As for why PayPal acquired the company, it stated that it will strengthen its ability to provide payment solutions to global e-commerce platforms and markets, and pointed out that its market sales accounted for 50% or more of global online retail sales last year. HyperWallet provides a platform for e-commerce companies to easily pay to independent sellers or suppliers. PayPal will introduce these capabilities into its own payment platform and provide these capabilities in 200 markets around the world that HyperWallet already provides services.
The transaction is expected to close in the fourth quarter of 2018. The completion of this transaction is subject to customary closing conditions, including regulatory approvals.
Once the deal closes, PayPal and Braintree merchants will have access to localized, multi-currency payment capabilities in more than 200 markets.

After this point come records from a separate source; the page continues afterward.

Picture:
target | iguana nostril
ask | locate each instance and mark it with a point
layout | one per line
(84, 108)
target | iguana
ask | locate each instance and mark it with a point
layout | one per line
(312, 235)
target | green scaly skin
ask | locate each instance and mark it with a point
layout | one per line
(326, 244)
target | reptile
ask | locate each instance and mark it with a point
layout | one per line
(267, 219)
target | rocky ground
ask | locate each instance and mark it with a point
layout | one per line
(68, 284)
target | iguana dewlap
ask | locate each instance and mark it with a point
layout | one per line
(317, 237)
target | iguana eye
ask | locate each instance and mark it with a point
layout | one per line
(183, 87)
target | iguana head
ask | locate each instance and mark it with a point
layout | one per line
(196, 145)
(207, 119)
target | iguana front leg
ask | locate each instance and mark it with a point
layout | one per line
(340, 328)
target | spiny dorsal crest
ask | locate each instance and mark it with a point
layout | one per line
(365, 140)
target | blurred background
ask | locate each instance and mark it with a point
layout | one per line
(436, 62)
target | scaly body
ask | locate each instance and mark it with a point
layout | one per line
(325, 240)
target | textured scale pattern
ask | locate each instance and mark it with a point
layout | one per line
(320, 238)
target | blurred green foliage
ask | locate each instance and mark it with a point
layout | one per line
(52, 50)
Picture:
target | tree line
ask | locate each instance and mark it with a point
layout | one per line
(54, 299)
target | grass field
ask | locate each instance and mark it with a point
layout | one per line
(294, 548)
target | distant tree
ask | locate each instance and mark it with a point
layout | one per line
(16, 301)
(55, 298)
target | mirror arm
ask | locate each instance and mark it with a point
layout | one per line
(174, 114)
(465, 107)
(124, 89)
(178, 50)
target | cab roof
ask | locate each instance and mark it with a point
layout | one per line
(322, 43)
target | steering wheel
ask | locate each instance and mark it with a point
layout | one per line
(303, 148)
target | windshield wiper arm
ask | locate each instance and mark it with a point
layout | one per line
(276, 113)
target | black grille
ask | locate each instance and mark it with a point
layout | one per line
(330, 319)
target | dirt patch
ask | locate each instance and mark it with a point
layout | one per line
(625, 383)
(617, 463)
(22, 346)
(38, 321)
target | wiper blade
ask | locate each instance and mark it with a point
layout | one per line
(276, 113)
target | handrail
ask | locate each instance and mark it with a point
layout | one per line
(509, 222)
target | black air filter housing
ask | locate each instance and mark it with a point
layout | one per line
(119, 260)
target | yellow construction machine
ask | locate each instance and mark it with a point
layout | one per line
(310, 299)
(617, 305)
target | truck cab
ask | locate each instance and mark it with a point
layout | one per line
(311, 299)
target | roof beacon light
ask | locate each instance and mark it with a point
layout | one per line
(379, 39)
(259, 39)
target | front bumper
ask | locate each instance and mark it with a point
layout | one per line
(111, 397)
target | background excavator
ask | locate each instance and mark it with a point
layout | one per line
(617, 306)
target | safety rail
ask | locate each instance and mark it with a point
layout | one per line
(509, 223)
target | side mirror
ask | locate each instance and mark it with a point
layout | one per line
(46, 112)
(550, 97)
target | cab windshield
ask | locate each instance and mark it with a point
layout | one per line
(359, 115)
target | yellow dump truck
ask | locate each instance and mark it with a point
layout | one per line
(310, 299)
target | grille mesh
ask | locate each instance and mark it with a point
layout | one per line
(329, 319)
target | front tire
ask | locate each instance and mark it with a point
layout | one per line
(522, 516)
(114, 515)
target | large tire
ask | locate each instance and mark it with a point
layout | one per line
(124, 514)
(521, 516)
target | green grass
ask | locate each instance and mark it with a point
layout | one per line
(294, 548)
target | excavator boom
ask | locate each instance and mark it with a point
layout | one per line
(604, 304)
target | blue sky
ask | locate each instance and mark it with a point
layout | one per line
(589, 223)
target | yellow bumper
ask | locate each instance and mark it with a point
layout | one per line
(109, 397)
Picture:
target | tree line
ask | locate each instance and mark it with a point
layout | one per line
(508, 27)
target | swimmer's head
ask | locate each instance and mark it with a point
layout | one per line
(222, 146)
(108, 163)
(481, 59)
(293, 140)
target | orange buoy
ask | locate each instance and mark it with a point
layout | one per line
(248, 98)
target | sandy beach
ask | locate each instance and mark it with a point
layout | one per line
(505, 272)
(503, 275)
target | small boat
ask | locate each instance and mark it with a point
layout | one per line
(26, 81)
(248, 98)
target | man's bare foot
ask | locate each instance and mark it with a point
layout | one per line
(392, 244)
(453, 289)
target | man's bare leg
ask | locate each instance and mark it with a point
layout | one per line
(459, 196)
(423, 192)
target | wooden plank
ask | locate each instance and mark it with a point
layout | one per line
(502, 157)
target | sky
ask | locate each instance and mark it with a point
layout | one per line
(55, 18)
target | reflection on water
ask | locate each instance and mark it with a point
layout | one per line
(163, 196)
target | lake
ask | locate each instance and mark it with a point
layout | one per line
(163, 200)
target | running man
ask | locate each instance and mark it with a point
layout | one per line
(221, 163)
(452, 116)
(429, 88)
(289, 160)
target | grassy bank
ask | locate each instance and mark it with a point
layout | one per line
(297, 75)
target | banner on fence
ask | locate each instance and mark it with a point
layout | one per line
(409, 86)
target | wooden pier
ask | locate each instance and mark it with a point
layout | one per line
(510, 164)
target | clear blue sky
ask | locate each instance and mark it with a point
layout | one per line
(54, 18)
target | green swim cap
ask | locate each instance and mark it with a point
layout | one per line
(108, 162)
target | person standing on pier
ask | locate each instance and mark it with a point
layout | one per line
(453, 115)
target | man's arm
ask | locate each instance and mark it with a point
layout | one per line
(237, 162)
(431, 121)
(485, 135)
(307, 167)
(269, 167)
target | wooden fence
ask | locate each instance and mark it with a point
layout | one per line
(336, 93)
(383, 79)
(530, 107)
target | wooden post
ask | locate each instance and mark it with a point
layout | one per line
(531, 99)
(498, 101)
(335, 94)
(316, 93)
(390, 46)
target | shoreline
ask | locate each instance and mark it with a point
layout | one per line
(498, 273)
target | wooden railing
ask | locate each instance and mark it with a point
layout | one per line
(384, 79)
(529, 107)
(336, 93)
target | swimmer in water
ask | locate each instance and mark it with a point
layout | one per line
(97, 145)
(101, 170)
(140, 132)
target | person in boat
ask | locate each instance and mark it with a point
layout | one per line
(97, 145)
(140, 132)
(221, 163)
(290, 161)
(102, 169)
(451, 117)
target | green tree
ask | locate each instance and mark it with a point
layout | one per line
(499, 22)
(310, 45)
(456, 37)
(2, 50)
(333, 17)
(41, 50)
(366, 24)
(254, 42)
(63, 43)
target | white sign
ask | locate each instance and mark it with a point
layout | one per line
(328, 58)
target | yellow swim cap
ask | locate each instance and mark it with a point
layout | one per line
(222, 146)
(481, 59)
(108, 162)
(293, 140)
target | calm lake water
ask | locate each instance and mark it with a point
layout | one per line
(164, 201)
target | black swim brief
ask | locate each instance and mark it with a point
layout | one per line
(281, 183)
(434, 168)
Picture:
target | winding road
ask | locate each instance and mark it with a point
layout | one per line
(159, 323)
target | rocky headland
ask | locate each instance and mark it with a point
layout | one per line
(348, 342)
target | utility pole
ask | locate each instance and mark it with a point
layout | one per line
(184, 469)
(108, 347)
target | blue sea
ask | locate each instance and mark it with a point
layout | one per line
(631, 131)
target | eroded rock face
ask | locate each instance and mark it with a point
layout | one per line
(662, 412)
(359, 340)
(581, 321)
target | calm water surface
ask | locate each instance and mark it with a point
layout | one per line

“eCommerce platforms and marketplaces are leveling the retail playing field by connecting buyers who have specific needs with groups of sellers that can meet them,” said Bill Ready, chief operating officer at PayPal. “Merchants and service providers who use these platforms want quick, efficient, flexible and secure access to their earnings, whenever and wherever they need them.
The acquisition is a small step for PayPal. The announcement comes a month after PayPal paid $2.2 billion for Swedish company iZettle, which provides mobile readers and other payment tools.
The acquisition of iZettle was PayPal’s largest transaction in its history. In 2015, PayPal bought Xoom, a money-transfer start-up, for $890 million. In 2013, when PayPal was part of eBay, it bought Braintree and its Venmo mobile payment service for $800 million.
IZettle operates in 12 markets, including several countries in northern Europe and Latin America. In these areas, PayPal’s offline business is not strong. IZettle also has a big presence in Britain. Given that Square is becoming a significant rival to PayPal in the UK, iZettle will help PayPal compete.